Pascal’s broke-bad businessman with a few costly secrets takes the cake for worst performance of the year. All the charisma that we saw in “Game of Thrones” and “Narcos” is gone. Even his voice work in “The Mandalorian” registers more than this proposed maniac. Playing the Lex Luthor-catalyst here, Pascal’s Max is too over the top and silly to scare anyone.

A great hero in a comic book adaptation is nothing without a juicy antagonist, and this film lacks that spark. There wasn’t a need for one in the first film, because that was Diana’s origin tale being established. The finale felt like an overreach, something tacked on-but Thewlis’ sly place in the earlier part of the film made for a nice setup. The sequel needed a good villain, and there is none.

Pine’s presence helps create some light fun between Steve and Diana, but it’s very brief and fleeting. Without spoiling the reason for his place in the sequel, I’ll just tell you there was no reason for him to be in this movie. I imagine the writers had all of it written out, and then thought to themselves, “well, why not bring Chris back just for kicks.” It doesn’t work, like most of the film.

I also don’t understand why it’s so hard for DC to learn how to properly edit a film. There’s so much fluff and extra fat on this movie’s bones that it gets tiresome in the never-ending third act. Marvel’s films have a similarly long running time, but it never feels extra in their universe. The editing is more precise and fans may even wager that more is wanted in the end. Here, there’s a lot of hot air that didn’t need to be there.
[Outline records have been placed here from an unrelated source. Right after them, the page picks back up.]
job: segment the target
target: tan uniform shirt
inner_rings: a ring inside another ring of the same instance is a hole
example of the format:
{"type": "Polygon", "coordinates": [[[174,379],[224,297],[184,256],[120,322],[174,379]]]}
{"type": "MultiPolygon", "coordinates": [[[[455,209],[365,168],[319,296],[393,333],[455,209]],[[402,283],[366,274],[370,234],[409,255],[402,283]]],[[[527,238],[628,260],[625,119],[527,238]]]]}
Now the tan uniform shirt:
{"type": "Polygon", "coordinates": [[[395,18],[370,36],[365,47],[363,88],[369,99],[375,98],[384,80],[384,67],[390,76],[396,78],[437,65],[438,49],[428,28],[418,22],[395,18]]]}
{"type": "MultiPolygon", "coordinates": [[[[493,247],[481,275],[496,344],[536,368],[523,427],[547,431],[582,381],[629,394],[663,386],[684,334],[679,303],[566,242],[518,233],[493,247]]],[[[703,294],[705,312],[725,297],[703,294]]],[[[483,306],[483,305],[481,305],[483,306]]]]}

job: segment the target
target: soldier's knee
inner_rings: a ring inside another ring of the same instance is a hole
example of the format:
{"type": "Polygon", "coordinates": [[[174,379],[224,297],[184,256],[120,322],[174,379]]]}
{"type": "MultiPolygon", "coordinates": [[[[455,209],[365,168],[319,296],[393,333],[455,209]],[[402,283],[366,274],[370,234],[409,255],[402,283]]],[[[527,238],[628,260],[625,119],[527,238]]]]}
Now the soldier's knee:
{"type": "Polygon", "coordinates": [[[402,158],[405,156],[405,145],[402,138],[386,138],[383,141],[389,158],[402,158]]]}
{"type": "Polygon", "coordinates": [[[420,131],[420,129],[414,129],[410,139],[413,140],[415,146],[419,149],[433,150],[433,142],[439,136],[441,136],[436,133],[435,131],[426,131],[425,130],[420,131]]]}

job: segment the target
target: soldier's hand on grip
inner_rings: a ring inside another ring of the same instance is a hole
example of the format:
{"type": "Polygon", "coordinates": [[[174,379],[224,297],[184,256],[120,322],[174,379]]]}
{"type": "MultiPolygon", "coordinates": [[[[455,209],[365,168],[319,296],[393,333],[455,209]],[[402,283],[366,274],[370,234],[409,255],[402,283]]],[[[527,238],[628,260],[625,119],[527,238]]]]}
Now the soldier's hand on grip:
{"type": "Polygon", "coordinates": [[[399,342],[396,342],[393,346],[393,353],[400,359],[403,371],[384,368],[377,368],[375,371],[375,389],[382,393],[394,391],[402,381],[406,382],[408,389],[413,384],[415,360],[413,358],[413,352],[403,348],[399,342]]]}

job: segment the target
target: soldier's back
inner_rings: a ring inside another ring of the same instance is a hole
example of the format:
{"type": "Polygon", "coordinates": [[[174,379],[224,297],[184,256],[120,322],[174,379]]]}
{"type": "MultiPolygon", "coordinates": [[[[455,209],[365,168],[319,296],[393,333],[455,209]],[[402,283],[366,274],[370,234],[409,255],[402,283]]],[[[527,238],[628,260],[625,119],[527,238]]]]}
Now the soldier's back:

But the worst thing about “Wonder Woman 1984” is the lack of purpose. With a weak story and even weaker villains, this film comes off as overpriced filler. A need to churn a profit and maybe extend a story. After the weakest battle between a hero and villain in the past 20 years of superhero tales, there’s a tacked on message that has Diana reaching out to us to be the difference. While the idea behind the message is sincere, its use here rings hollow due to what came before it.

All I wanted was an enjoyable DC film for the holidays. Something to take the mind off real things and dream a little. What I got was a painfully dull and horribly written sequel that didn’t come off as necessary. One of the worst films of 2020? I just don’t know.

Let it be known. Jenkins changed things with “Wonder Woman.” Warts and all, it was an entertaining film and gave the DCEU solid ground to walk on. But “Wonder Woman 1984” brings all the storytelling flaws, bad edits, and uninspired character development right back to the forefront.

It’s the biggest disappointment of 2020, and that’s sad.